In [96]:
#  Import statements for start
import pandas as pd
import numpy as np
import matplotlib.pyplot as plt
import psycopg2
import seaborn as sns
import re
from typing import List, Dict

In [94]:
# Connect to PostgreSQL database to access dataset

# Connection details
dbname = "cse214"
user = "sahil"
host="localhost"
port="5432"

# Initialize connection
conn = psycopg2.connect(
        dbname=dbname,
        user=user,
        host=host,
        port=port
    )
print("Connection Successful")

Connection Successful


In [143]:
class SQLParser:
    def __init__(self, query, connection):
        self.query = query
        self.tables = []
        self.predicates = []
        self.joins = []
        self.columns = []

    def parse(self):
        from_pattern = r"FROM\s+(\w+)\s+\w+"
        join_pattern = r"JOIN\s+(\w+)\s+\w+"
        self.tables.extend(re.findall(from_pattern, self.query))
        self.tables.extend(re.findall(join_pattern, self.query))

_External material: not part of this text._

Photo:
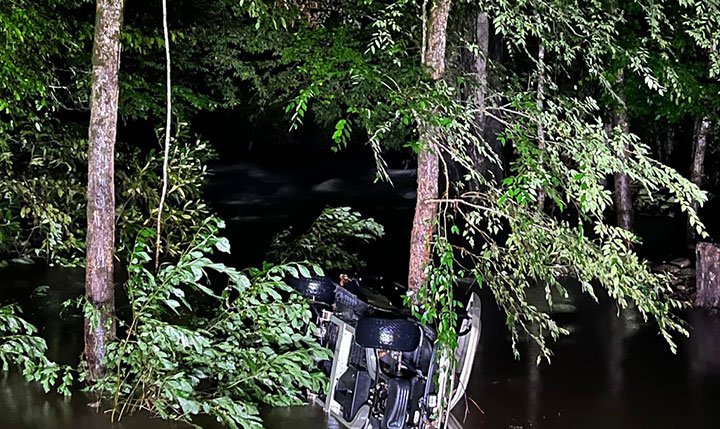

        join_condition_pattern = r"ON\s+([\w.]+)\s*=\s*([\w.]+)"
        join_conditions = re.findall(join_condition_pattern, self.query)
        self.joins.extend(join_conditions)
        self._extract_columns_from_joins(join_conditions)

        where_pattern = r"WHERE\s+(.+)"
        where_match = re.search(where_pattern, self.query)
        if where_match:
            predicates = where_match.group(1).split("AND")
            self.predicates.extend([pred.strip() for pred in predicates])
            self._extract_columns_from_predicates(predicates)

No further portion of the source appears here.